R – Approximating nonparametric cubic Bezier


What is the best way to approximate a cubic Bezier curve? Ideally I would want a function y(x) which would give the exact y value for any given x, but this would involve solving a cubic equation for every x value, which is too slow for my needs, and there may be numerical stability issues as well with this approach.

Would this be a good solution?

Best Solution

Just solve the cubic.

If you're talking about Bezier plane curves, where x(t) and y(t) are cubic polynomials, then y(x) might be undefined or have multiple values. An extreme degenerate case would be the line x= 1.0, which can be expressed as a cubic Bezier (control point 2 is the same as end point 1; control point 3 is the same as end point 4). In that case, y(x) has no solutions for x != 1.0, and infinite solutions for x == 1.0.

A method of recursive subdivision will work, but I would expect it to be much slower than just solving the cubic. (Unless you're working with some sort of embedded processor with unusually poor floating-point capacity.)

You should have no trouble finding code that solves a cubic that has already been thoroughly tested and debuged. If you implement your own solution using recursive subdivision, you won't have that advantage.

Finally, yes, there may be numerical stablility problems, like when the point you want is near a tangent, but a subdivision method won't make those go away. It will just make them less obvious.

EDIT: responding to your comment, but I need more than 300 characters.

I'm only dealing with bezier curves where y(x) has only one (real) root. Regarding numerical stability, using the formula from http://en.wikipedia.org/wiki/Cubic_equation#Summary, it would appear that there might be problems if u is very small. – jtxx000

The wackypedia article is math with no code. I suspect you can find some cookbook code that's more ready-to-use somewhere. Maybe Numerical Recipies or ACM collected algorithms link text.

To your specific question, and using the same notation as the article, u is only zero or near zero when p is also zero or near zero. They're related by the equation:
u^^6 + q u^^3 == p^^3 /27
Near zero, you can use the approximation:
q u^^3 == p^^3 /27
or p / 3u == cube root of q
So the computation of x from u should contain something like:

(fabs(u) >= somesmallvalue) ?  (p / u / 3.0) : cuberoot (q)

How "near" zero is near? Depends on how much accuracy you need. You could spend some quality time with Maple or Matlab looking at how much error is introduced for what magnitudes of u. Of course, only you know how much accuracy you need.

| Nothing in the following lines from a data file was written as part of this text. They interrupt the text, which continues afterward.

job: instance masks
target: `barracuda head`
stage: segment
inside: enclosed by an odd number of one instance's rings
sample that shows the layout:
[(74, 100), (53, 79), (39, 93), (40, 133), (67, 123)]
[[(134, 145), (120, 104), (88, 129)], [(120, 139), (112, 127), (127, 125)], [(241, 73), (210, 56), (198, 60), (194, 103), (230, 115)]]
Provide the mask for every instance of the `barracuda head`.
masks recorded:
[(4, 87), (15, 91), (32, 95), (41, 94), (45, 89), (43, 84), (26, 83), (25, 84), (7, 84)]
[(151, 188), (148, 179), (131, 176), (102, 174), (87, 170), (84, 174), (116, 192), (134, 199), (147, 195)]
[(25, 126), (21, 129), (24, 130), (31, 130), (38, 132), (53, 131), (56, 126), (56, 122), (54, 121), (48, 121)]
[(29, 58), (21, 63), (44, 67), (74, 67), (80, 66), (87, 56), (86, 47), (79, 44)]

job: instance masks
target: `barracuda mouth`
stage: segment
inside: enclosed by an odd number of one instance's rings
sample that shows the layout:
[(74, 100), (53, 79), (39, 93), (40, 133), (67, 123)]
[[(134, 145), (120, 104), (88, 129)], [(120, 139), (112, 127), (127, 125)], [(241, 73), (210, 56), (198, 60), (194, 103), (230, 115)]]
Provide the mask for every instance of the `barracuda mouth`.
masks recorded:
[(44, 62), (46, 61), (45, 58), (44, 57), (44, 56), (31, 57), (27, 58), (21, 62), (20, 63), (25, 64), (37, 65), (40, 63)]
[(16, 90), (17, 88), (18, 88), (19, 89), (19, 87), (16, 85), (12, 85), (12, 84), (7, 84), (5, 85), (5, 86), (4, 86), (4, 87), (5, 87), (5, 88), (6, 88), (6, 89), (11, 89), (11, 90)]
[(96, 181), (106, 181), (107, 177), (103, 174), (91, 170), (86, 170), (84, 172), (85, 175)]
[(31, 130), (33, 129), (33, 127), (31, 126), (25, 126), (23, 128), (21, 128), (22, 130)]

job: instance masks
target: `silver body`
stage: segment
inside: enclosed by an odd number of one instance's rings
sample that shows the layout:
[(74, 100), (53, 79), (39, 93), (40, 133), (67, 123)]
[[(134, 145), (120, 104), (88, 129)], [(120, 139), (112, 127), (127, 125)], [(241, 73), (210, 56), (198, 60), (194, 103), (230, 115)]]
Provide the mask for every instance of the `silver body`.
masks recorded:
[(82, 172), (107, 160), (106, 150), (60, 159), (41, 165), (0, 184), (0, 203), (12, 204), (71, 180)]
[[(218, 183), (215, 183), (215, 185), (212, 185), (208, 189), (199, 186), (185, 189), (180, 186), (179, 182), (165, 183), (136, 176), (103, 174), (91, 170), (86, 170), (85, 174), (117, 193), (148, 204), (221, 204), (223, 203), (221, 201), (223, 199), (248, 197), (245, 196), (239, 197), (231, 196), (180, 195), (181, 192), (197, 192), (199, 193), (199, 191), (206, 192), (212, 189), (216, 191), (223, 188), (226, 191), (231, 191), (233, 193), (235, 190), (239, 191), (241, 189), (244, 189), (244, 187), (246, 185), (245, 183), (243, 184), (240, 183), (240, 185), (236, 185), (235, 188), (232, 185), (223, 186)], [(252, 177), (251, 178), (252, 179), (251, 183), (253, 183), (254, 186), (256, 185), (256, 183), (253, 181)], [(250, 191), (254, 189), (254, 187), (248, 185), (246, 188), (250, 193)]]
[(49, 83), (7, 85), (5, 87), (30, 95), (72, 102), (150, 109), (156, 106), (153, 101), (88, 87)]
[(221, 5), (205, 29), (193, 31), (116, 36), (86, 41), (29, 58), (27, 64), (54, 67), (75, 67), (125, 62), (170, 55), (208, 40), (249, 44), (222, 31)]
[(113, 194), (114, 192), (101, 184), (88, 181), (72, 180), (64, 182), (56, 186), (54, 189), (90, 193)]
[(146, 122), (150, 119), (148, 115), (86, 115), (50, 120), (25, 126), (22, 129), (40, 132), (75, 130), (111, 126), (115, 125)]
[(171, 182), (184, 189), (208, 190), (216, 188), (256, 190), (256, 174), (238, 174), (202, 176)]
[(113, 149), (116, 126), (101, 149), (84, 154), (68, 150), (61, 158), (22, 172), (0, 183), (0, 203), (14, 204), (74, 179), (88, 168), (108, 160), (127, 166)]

The article gives 3 formulas for u for the 3 roots of the cubic. Given the three u values, you can get the 3 corresponding x values. The 3 values for u and x are all complex numbers with an imaginary component. If you're sure that there has to be only one real solution, then you expect one of the roots to have a zero imaginary component, and the other two to be complex conjugates. It looks like you have to compute all three and then pick the real one. (Note that a complex u can correspond to a real x!) However, there's another numerical stability problem there: floating-point arithmetic being what it is, the imaginary component of the real solution will not be exactly zero, and the imaginary components of the non-real roots can be arbitrarily close to zero. So numeric round-off can result in you picking the wrong root. It would be helpfull if there's some sanity check from your application that you could apply there.

If you do pick the right root, one or more iterations of Newton-Raphson can improve it's accuracy a lot.